On the radio this morning, I heard an analyst declare that the financial markets were ‘not logical; they behave as though they have a herd mentality.’
A ‘herd’ mentality? So, this expert says that financial markets act like the proverbial wildebeeste sweeping majestically across the plain? There’s nothing very majestic about them when an earthquake hits and they plunge into the crevasse.
Which idiots designed this system? Who thought that it would be a good idea to allow the world’s finances to be decided in such a random fashion? I’d like to have a few words with them, words wrapped into phrases such as ‘unwise basis,’ ‘sound economic policy,’ ‘inevitable outcome,’ and perhaps even ‘you morons.’ Sadly, such words would fall on deaf ears; as with so many things, the ones who could actually make a change are those who will, I’ve no doubt, still be making a profit in the current financial climate (and at the expense of those who are losing their shirts).
Money is a belief system (to some, it’s far more than that: it’s a full-blown religion). I give you a piece of green paper marked ‘I promise to pay the bearer on demand the sum of five pounds’ (it used to say ‘one pound’ but something called ‘inflation’ pushed the number up) and… you give me something in exchange for this, a something I can… eat?

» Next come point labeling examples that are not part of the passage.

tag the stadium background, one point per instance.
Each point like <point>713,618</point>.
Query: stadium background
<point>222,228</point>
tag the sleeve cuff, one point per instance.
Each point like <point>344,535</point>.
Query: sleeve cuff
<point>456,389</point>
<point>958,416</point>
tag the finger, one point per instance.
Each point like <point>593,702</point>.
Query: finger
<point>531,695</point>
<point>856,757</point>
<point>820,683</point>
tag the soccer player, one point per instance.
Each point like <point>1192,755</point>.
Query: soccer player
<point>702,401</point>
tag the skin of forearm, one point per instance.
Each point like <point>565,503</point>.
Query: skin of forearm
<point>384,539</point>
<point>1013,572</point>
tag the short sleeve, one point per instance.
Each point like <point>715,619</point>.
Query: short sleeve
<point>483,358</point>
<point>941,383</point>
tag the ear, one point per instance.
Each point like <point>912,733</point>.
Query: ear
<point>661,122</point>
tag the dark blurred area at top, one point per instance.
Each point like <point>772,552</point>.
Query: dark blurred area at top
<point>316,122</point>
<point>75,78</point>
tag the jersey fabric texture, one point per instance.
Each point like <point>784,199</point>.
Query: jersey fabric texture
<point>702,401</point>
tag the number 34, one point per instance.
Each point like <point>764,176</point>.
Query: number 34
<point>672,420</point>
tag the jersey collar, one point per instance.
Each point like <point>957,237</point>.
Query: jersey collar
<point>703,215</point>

How does that work, then? What is ‘the sum of five pounds’? Oh, yeah, it’s another piece of paper. Or some metal discs with numbers and symbols on. And some people seem to delight in collecting more and more of these ‘promise tokens.’ Some gather so many that they can’t store them all, so they hand them in to things called ‘banks’ that tell them how many of these tokens they’ve accumulated. Until the bank goes belly-up, that is.

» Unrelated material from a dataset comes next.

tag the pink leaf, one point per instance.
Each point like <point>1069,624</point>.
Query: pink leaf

If I were to write that up as a science fiction story, nobody would believe it: too far-fetched.
Even before this current crisis, I was wondering where the media were getting their ‘imminent recession’ breaking news stories from, and thinking how reminiscent the whole thing was to those days some years ago when we had bread and sugar shortages. Back then it seemed pretty obvious to me that if you bribe the town crier to stand on a street corner shouting "there’s going to be a bread shortage!" then everyone would drop by the bakers to buy an extra loaf just in case… and then when others see the queue at the bakery the panic begins, and – oh, what a surprise – there’s a bread shortage. Can anyone say ‘self-fulfilling prophecy’?

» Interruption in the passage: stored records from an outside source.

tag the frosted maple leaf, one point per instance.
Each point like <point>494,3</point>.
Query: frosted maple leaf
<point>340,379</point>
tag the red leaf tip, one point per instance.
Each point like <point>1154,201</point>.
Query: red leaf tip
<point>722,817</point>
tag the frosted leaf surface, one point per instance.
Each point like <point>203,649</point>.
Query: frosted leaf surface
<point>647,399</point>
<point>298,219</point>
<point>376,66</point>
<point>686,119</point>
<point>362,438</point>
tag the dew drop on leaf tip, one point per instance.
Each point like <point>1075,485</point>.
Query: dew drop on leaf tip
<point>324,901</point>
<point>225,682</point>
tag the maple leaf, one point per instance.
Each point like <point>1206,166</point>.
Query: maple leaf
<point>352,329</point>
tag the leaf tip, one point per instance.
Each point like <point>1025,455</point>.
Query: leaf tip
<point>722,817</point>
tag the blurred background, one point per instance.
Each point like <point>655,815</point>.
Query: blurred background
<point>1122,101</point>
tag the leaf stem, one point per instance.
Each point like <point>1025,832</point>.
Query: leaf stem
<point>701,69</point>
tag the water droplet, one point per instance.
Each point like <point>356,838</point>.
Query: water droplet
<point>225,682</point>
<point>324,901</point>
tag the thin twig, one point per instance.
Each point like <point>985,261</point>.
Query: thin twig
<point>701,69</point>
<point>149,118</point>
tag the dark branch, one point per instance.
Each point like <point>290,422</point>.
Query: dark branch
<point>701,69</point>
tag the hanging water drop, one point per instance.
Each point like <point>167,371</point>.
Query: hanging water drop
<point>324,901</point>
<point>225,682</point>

The price of gold, I’m told, has doubled recently. That seems even more strange. Gold’s even less edible than bits of green paper.
The closet conspiracy theorist inside of me wonders who’s been stirring the pot the last few weeks, knowing in advance that this ‘financial meltdown’ was a foregone conclusion, and all set to sell, sell, sell! … and with that vast fortune they’ll be ready to buy, buy, buy! when the market hits rock-bottom.
Herd mentality? Even a flock of sheep has a shepherd, and yet it seems that the world’s economy isn’t important enough to merit even one. Humans, baaaaa! So short-sighted. We get the future we deserve.